Der Klassiker aus Zuffenhausen gilt seit Mitte des letzten Jahrhunderts als der deutsche Sportwagen schlechthin, und klugerweise modernisierten die Designer und Techniker ihn immer nur vorsichtig. Sieben Generationen entstanden in dieser Zeit, in der das Design nur fein variiert, aber nie verändert wurde, und er selbst seinen Prinzipien immer treu blieb, so man vom Wechsel von der Luft- zur Wasserkühlung einmal absieht. Das gilt auch für die neueste Auflage, die werksintern unter dem Kürzel 997/2 firmiert. Wir fuhren den runderneuerten Porsche 911 Carrera S als Cabriolet. Die Veränderungen im Rahmen der Modellpflege sind tiefgreifender und weitreichender als bei den sonst üblichen Facelifts.


Vier neue Modelle - zwei Coupés und zwei Cabriolets - mit klassischem Heckantrieb

Die neue Modellgeneration ist am geänderten Front- und Heckbereich sowie am LED-Licht zu erkennen. Auch die Rückleuchten wurden auf LED-Technik umgestellt. Dynamisches Kurvenlicht ist als Option zu haben. Serienmäßig ist ein Assistent fürs Anfahren am Berg an Bord, auf Wunsch ein Sperrdifferenzial, und das aktive Fahrwerk PASM wurde neu abgestimmt. Weitere Neuerungen sind die rundum auf 330 Millimeter angewachsenen Bremsscheiben, die größeren Außenspiegel, ein erweitertes PSM, neu gezeichnete 18- und 19 Zoll-Alufelgen sowie ein Multimediasystem mit größerem Bildschirm und Schnittstelle für externe Datenquellen. Während Porsche die Optik des Autos - abgesehen von LED-Tagfahrlicht und LED-Rückleuchten - nahezu unverändert ließ, wurde der Antriebsstrang komplett erneuert.
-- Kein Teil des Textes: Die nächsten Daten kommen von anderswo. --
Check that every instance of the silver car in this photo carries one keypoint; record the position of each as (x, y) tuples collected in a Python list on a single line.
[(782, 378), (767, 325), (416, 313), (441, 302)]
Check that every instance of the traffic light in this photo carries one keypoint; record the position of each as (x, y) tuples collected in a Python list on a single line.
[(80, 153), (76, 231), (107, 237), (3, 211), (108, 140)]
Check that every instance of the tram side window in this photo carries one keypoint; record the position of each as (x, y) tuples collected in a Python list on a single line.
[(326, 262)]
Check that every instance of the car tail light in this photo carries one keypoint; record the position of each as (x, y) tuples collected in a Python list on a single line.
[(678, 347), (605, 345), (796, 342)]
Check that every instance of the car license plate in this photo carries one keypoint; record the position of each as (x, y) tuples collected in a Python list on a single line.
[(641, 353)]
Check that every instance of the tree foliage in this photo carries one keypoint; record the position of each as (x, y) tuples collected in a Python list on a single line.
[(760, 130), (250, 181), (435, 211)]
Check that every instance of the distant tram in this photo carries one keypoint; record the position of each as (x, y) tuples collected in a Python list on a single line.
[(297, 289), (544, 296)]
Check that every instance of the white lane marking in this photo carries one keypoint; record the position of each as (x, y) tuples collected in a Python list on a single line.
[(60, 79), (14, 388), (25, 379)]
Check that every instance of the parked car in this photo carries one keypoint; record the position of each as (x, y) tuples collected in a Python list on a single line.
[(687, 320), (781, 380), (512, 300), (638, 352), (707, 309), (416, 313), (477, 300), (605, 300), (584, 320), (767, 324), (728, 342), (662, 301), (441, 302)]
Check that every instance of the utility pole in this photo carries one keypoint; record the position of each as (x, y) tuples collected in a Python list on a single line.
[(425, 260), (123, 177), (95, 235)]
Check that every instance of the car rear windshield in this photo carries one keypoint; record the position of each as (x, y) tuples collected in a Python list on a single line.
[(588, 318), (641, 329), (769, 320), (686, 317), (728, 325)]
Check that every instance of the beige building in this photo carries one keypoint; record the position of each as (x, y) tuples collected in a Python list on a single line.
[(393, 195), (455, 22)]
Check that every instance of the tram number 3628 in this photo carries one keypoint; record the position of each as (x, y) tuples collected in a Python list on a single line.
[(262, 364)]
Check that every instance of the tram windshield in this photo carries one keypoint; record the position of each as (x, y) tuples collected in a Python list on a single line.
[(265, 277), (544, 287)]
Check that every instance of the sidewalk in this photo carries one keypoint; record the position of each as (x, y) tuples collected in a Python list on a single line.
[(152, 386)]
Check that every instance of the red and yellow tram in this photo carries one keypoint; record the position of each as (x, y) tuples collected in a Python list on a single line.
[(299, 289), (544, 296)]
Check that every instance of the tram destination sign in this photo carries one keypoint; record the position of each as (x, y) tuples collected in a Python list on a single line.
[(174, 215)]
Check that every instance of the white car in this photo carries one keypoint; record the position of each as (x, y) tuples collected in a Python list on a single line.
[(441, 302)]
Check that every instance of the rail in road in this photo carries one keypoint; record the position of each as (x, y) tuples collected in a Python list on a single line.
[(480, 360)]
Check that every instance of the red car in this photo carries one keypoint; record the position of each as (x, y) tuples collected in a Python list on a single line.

Die LED-Tagfahrlichter sind hervorstechenstes Merkmal des 911er-Facelifts

Porsche hinkte bei Technologien wie Benzindirekteinspritzung und Doppelkupplungsgetriebe arg hinterher. Daher wurde investiert, um den Sportwagenbauer wieder auf einen zeitgemäßen Stand der Technologie zu bringen. Der nun vollzogene Entwicklungsschritt ist gewaltig und war überfällig.
Bereits 1983 verbauten die Zuffenhausener ihr Porsche Doppelkupplungsgetriebe (PDK) in einem 956, der als Rennwagen zum Einsatz kam. Umso paradoxer ist es, dass das siebengängige PDK erst jetzt, deutlich nach den Mitbewerbern - sei es Audi, BMW, Volkswagen oder Volvo - zur Serienreife gelangte.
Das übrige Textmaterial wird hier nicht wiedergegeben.